The mothers’ protest seems more closely aligned to the civil revolution or perhaps better, transformation, that characterises the urges of those involved in the initial civil society protests from November. An organisation called Ivano-Frankivsk 2.0 has emerged which is seeking to transform the city space into a more pleasant place to live, highlighting some of the hidden and blindingly evident problems in the city which nevertheless regularly features high up in rankings of the best places to live in Ukraine.

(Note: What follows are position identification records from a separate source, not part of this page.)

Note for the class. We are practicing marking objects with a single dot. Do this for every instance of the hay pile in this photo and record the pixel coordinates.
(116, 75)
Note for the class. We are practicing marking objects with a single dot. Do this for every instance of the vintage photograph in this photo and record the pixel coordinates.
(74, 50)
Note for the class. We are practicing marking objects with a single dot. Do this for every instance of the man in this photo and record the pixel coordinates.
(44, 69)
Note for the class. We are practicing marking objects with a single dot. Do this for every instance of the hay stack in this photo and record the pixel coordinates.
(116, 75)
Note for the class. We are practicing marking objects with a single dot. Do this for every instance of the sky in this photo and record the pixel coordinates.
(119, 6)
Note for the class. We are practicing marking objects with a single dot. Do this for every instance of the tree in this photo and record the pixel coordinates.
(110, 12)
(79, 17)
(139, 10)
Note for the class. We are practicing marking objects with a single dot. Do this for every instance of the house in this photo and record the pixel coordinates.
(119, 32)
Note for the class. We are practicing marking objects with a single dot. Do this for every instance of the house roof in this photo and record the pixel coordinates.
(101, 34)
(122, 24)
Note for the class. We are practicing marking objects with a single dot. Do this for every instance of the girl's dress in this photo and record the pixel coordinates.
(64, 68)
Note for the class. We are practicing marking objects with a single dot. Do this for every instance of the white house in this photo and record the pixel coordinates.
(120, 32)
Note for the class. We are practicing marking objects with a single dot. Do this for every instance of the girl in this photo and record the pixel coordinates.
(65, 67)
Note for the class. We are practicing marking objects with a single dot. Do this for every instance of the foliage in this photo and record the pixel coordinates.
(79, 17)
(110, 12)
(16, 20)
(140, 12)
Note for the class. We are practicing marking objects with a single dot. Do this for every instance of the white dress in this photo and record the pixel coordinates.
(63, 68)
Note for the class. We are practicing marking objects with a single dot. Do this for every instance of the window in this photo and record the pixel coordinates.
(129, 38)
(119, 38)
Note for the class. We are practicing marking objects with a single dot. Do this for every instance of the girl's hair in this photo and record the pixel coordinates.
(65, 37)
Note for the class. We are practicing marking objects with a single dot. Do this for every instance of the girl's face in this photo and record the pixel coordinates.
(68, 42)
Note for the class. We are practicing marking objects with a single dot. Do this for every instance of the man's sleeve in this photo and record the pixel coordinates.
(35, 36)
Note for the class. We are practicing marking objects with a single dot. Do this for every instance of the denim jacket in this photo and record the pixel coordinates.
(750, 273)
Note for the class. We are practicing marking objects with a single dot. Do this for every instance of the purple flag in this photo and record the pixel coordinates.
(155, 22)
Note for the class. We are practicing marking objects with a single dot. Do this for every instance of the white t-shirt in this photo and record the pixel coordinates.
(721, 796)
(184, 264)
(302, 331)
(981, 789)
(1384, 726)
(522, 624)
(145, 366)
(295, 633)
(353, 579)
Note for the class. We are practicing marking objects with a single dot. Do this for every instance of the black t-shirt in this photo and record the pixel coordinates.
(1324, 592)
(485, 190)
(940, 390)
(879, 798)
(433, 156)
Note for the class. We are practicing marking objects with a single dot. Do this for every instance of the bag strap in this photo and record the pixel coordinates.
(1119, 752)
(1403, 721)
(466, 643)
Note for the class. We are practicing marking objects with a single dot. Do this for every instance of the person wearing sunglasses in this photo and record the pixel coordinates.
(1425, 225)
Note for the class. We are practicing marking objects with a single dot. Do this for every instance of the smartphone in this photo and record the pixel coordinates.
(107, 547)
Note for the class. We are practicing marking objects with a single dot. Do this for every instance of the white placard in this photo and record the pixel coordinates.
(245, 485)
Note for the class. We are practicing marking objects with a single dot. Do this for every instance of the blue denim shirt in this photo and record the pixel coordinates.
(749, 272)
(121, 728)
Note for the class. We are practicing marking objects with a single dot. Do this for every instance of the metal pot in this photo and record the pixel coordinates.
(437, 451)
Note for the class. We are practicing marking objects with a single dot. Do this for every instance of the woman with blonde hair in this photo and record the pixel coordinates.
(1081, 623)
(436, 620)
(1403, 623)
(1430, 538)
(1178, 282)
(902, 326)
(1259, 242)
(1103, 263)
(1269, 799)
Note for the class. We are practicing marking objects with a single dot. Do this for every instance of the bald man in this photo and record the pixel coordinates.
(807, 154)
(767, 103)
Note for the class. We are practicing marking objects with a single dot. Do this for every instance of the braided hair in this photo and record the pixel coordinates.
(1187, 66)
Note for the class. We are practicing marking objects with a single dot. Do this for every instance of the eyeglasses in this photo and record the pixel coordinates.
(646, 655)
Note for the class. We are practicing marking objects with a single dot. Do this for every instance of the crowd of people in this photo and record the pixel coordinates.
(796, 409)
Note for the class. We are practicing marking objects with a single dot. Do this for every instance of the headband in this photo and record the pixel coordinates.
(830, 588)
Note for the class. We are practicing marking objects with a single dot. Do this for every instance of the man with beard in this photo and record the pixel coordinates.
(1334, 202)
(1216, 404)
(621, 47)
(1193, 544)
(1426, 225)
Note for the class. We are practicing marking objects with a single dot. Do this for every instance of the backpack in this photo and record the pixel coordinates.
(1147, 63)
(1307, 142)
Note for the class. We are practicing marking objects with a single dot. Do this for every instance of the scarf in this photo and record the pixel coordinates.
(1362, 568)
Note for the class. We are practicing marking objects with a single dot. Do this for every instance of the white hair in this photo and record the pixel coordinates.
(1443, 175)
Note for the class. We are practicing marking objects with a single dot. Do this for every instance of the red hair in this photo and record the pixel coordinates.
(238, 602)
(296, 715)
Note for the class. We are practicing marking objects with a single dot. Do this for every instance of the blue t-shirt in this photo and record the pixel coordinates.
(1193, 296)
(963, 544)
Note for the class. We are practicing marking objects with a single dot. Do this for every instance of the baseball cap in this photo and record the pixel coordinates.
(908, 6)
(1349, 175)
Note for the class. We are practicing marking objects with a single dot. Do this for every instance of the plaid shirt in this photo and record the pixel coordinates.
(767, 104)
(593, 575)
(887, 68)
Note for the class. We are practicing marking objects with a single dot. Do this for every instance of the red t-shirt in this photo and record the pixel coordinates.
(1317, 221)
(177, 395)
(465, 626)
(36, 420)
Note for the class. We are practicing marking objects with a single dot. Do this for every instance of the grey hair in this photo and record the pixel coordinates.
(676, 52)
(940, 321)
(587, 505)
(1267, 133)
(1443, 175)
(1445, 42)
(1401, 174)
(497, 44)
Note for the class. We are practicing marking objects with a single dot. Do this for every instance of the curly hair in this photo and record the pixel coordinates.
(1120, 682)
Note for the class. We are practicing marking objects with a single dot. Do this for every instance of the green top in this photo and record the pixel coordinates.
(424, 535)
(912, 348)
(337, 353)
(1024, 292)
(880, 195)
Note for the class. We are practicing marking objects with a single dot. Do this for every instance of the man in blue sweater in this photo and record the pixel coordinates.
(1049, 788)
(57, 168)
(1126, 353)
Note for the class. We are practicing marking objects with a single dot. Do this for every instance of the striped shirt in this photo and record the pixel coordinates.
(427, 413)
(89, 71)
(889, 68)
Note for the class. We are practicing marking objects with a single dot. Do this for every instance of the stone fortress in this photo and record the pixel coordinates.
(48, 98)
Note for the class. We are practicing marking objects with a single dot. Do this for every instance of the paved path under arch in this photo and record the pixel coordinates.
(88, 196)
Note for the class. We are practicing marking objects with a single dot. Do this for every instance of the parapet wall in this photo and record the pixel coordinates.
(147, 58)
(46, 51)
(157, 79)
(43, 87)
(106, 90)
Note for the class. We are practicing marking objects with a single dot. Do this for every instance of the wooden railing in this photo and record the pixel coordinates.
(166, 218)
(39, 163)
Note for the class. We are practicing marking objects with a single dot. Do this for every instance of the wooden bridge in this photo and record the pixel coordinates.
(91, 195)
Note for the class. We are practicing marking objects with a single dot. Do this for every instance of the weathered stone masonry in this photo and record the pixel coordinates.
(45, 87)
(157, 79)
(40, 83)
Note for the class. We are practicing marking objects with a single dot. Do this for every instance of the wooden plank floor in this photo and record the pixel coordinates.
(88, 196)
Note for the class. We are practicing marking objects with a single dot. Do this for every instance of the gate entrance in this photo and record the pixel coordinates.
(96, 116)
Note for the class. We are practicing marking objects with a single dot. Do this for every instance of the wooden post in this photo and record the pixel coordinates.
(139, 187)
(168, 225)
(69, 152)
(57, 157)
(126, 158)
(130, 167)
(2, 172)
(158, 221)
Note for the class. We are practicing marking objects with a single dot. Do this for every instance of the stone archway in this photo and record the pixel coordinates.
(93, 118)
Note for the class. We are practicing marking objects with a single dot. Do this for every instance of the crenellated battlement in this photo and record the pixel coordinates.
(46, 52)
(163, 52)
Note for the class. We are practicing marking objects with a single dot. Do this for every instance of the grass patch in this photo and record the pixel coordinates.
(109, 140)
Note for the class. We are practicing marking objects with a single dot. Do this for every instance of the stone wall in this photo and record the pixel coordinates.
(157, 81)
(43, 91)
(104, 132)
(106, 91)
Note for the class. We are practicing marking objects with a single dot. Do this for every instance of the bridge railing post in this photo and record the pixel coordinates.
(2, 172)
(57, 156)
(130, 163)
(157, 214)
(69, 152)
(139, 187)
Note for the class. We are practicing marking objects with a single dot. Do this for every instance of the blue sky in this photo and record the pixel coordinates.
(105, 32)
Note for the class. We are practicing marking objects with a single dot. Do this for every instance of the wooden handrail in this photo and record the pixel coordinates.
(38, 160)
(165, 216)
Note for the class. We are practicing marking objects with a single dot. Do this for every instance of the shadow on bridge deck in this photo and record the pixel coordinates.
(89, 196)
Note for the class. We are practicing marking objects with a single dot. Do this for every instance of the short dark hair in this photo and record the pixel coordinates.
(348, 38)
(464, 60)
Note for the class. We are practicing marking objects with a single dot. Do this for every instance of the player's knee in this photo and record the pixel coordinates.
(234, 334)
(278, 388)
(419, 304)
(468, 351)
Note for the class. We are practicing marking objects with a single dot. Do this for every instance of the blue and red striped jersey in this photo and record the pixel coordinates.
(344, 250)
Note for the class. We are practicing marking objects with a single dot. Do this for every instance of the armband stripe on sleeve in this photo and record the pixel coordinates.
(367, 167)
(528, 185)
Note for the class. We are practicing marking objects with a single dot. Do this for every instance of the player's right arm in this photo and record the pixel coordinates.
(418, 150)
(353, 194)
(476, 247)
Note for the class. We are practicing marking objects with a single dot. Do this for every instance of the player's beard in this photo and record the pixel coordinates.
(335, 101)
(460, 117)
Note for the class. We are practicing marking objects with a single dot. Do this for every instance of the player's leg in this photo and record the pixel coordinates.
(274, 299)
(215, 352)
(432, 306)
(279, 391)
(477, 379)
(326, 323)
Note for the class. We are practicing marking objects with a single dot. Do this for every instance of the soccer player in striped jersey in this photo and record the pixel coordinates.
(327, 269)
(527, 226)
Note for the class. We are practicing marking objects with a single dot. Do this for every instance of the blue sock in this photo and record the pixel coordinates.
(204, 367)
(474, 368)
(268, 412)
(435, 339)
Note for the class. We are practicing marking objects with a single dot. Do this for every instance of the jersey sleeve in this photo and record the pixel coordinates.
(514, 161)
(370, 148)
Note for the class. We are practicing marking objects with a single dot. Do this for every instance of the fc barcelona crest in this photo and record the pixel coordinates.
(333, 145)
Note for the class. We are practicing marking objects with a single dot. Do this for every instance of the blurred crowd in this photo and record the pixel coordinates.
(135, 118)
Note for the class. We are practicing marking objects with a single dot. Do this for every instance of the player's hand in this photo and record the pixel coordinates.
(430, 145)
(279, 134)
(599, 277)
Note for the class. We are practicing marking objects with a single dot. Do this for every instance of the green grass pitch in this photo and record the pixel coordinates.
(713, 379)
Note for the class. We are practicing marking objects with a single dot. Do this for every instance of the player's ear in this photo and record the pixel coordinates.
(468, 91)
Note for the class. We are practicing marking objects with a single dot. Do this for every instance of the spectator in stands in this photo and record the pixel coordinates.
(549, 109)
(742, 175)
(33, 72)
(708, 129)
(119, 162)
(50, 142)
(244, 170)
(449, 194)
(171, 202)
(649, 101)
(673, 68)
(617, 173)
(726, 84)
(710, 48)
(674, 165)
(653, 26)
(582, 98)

Equally, this protest against a questionable development by the city lake is framed as a civil society protest, connected to the spirit of Euromaidan and the battle against corruption in local authorities. Indeed, some of the women who speak in the lengthy video may have also been those outside the police HQ on 9 April calling for order in the city. The problem by the lake is the fact that a smaller lake was filled in for building purposes, ostensibly for a sports centre but it seems developers want to put flats in this attractive location. Some of the women who speak further into the video appeal to “European” values, which caring for the environment are said to characterise.
Of course, aside from some attempts in blogs or by tracing other news stories around the city which do not relate to Euromaidan and its consequences, it’s hard to get a feeling of the everyday in the city which continues in the atmosphere of the tense new normality that is emerging.
What may have an instant affect on city residents is the planned price rise for bus journeys, going up from 2 UAH to 3 UAH. A 50% increase, although it has been at 2 UAH for about three years now, so it’s unlikely that with the rise in petrol prices that transport services will be profitable. On the other hand, incomes are not rising, while other prices are – so this will be an additional squeeze. In positive transport news, after creating a mess in November by moving long-distance and international bus services out of the city, a ticket office for the regional and long-distance bus stations has opened right in the centre. And the system works fine, as I tested it today buying a ticket for a weekend trip, although if it becomes popular the tiny kiosk will prove insufficient.
At the university, lectures go on, seminars continue and some students fear imminent war, while others are more pragmatic or perhaps simply stuck in their rhythm of 30+hours a week of classes, thus unable to dedicate much energy to much else.
So while certain organisations involved with the violent, sometimes armed, side of revolution in Ukraine seem determined to appropriate control of the public space and local politics, it seems that functional mechanisms are working to resist such domination. Civil society is active in its various ways – whether through protest, clearing up rubbish or shaming corrupt individuals, – seeking a transformation of the city and Ukraine, while local authorities are resisting the pressure to install certain candidates despite the pressures of baseball bats or mobs marching through the city. And, for most people in the city, life just goes on.